童心に返ってトロで遊ぼうとする磯氏 しかしトロは微動だにしない

小屋に向かう線路 右下へと折り返す線は取り外されたのだろう
周囲には、当時の設備や道具が散乱している。
その線路の延びる先に作業小屋があり、傍らに簡単な格納庫(スイッチバック場か)がある。そしてレールでできた橋!が沢を渡り、先に坑道が口を開けている。

線路がそのまま橋として使われている。珍しい光景ではないだろうか。ちょっと造りは危なっかしいが。
坑口は塞がれていない。いや、以前に塞がれている画像を見ているので、後に開けられて今に至るのだろう。

坑内は高さが十分にあり、腰を曲げなくても歩くことができる。

レールがしっかり残っている。これもまた珍しい。
入って間もなくの所に十字路があり、左右に坑道が延びている。が、いずれも短いようだ。直進しよう。廃坑道にしては珍しくレールが残っている。100mほど進んでみたが、特に見るものもないので、引き返すことにした。(しかしマニアは行けるところまで行くものらしい。私もそうした仲間に入りたいものだが、もし坑道潜入中に地震が起きて落盤にあったら…、などと思うと、躊躇ってしまうのだ。)

向かって右の坑道を見たところ

こちらは左に延びる坑道 片持ちの支保工だ
三階滝
他に坑口はないかと、近くを探してみる。坑口の前を登る遊歩道を少し上がってみたが、トロ線が上がれる傾斜ではないので、少し見て下りてきた。一方、案内板によって沢を下ると、滝があった。
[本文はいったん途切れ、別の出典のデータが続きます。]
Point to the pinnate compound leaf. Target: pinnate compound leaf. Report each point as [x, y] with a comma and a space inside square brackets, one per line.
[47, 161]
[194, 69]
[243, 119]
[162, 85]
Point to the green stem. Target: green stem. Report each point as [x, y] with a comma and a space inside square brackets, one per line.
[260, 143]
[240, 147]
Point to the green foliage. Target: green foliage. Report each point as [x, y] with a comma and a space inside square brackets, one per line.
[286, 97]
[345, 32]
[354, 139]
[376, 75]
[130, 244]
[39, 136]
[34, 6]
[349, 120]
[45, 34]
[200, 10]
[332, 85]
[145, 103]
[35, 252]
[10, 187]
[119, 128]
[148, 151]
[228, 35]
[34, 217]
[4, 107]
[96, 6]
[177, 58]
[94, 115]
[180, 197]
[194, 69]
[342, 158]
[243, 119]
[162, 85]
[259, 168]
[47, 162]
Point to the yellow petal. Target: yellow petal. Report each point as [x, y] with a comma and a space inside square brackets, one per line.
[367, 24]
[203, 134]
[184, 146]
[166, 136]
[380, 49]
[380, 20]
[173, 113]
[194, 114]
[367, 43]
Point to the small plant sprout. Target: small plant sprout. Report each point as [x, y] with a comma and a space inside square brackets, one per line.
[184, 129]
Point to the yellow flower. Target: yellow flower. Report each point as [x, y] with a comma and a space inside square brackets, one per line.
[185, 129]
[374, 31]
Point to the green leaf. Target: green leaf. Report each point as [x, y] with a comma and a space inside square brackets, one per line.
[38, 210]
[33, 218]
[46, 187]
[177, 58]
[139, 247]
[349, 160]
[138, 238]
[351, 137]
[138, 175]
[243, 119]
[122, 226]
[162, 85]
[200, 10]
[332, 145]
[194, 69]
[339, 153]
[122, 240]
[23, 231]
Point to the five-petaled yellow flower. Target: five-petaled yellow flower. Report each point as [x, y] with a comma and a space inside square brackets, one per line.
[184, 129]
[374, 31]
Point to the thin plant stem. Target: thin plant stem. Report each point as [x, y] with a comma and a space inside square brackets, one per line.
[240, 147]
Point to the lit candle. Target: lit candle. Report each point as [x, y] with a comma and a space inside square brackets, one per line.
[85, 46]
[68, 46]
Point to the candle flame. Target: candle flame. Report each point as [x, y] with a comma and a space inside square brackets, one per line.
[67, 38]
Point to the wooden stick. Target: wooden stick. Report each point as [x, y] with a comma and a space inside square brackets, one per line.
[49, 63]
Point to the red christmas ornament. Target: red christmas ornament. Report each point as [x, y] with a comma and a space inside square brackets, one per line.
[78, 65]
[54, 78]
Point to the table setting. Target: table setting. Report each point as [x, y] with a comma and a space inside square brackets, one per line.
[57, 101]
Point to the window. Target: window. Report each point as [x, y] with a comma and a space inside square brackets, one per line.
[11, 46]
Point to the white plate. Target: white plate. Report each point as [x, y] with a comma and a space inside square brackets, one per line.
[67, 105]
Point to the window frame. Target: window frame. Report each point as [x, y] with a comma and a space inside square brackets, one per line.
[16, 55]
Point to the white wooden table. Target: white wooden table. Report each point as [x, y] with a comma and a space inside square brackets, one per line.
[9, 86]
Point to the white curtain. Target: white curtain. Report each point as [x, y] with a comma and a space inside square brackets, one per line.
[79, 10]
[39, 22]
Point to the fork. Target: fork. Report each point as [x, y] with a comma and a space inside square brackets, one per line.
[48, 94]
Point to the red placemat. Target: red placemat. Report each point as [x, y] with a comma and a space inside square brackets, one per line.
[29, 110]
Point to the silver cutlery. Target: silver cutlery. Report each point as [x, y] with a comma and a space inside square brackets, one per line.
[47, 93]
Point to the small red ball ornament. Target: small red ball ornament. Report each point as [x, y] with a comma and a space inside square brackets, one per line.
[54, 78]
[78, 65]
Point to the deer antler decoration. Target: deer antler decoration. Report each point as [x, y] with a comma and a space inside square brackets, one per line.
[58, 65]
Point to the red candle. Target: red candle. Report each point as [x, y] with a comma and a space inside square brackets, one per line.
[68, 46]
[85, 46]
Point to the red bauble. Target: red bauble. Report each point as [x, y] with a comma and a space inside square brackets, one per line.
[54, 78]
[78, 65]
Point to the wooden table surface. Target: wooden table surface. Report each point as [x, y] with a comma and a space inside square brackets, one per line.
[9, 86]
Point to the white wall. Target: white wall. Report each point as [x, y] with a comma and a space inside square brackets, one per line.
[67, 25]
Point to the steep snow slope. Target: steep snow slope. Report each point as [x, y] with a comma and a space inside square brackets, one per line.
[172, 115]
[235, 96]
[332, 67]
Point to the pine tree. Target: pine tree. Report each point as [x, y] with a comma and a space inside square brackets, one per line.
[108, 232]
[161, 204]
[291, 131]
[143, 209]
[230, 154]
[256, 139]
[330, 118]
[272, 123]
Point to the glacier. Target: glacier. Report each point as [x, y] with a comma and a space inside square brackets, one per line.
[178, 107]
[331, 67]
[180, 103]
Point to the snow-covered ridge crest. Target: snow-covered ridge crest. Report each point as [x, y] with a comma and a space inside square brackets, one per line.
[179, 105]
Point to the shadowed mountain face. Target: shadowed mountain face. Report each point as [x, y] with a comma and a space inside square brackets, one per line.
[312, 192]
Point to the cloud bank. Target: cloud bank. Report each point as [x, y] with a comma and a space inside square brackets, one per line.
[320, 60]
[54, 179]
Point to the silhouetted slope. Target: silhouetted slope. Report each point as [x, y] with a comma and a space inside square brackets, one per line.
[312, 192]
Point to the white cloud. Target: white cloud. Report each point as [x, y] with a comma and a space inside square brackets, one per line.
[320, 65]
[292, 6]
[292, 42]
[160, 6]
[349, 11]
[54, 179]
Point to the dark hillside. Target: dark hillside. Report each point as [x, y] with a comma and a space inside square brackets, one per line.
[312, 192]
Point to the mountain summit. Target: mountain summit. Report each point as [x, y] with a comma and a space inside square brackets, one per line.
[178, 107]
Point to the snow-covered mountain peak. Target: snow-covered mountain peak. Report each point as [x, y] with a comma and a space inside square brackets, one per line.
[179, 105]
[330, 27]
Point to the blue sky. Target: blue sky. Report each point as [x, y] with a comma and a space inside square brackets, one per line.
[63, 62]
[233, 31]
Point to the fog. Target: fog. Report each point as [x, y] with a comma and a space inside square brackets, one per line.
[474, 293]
天城鉱山は、最近まで採掘されていた鉱山のようである。それは、鉱山跡ではあるが、遺構と呼ぶには余りに新しい。資料によると、今回見てきた他に、坑道として「大沢里坑」「」大滝2号」「星野旧坑」「中切坑」「大切坑」「中ノ沢本坑」「節分坑」「大日一番坑」「三階滝坑」「本沢坑」などがあるらしい。
探索を終えた帰り道、再びコンクリート橋を渡ろうとしたが、どうも伝って飛ぶための石がしっかりしないので(流れから顔を出している石は、たいていぐらぐらと不安定なのだ)、ぶっこまるよりはいっそのことと思い、左足だけ長靴と靴下を脱いで渡ることにした。それでも滑りそうになりながらやっとのことで渡りきったのだが、川底にイノシシの前足が2本横たわっているのには仰天した。
山のアケビは既に鳥に中身をつつかれ、木漏れ日に揺れていた。次はいつ誰がこの鉱山を訪れるのだろうか。